Crossed molecular beam experiments have been performed measuring angular distributions I (ϑ) of HF(¹Σ⁺) scattered off Xe(¹S₀) at collision energies of 0.044 and 0.153 eV. The I (ϑ) show rainbow and supernumerary rainbow structure, with diffractive oscillations just being resolved in the low energy data. A spherically symmetric potential V₀(R) is fit to the data with well depth and minimum position 0.016 eV and 3.77 Å. Using this V₀(R), four model potential surfaces V (R,γ) are constructed and scattering calculations are performed employing the centrifugal sudden approximation.
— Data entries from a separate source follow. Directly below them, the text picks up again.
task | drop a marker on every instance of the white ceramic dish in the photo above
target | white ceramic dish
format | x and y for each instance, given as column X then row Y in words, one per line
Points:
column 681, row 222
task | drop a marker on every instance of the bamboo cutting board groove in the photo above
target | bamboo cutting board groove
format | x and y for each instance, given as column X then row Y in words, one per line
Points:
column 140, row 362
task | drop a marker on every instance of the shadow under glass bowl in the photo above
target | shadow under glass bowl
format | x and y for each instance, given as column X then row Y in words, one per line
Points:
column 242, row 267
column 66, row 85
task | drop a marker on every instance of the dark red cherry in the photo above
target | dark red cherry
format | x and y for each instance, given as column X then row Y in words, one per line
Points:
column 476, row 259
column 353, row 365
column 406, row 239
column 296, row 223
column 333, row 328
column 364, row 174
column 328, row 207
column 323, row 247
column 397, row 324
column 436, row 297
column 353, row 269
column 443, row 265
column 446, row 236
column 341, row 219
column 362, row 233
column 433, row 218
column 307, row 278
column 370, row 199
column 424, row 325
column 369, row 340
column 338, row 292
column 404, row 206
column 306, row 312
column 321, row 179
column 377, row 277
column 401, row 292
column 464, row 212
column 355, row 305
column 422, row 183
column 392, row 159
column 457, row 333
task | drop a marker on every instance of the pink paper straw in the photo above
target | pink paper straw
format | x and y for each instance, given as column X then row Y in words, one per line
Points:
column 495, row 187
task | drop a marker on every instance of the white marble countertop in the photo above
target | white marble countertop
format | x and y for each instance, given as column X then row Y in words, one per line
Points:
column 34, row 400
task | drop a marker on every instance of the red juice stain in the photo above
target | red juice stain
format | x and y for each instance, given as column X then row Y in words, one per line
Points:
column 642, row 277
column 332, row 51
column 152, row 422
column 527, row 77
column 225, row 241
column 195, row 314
The calculations treat HF as a rigid rotor and use a collision energy of 0.044 eV. The calculations emphasize the role of the initial rotational state as well as the effect of the type and degree of anisotropy of V (R,γ) upon total and state‐to‐state center‐of‐mass differential cross sections. In particular, it is found that when V (R,γ) is strongly attractive for one limited range of atom–diatom orientations, the elastically scattered rainbow is shifted to larger angles compared to the rainbow from V₀(R) scattering—if the initial rotational state j_in=0. For j_in=1 and 2 the V (R,γ) scattering tends to resemble that for V₀(R). Because the j_in distribution in the HF beam is not well characterized, and because it is shown that very similar total differential cross sections at one energy can be generated from qualitatively different V (R,γ) with similar V₀(R), even for the same j_in, conclusions about the HF–Xe anisotropy of V (R,γ) from I (ϑ) are precluded. However, the extracted V₀(R) is thought to be realistic based on the consistency of fits to the two I (ϑ) at significantly different collision energies and the likelihood of a relatively high rotational temperature of the HF beam due to heating of the nozzle source.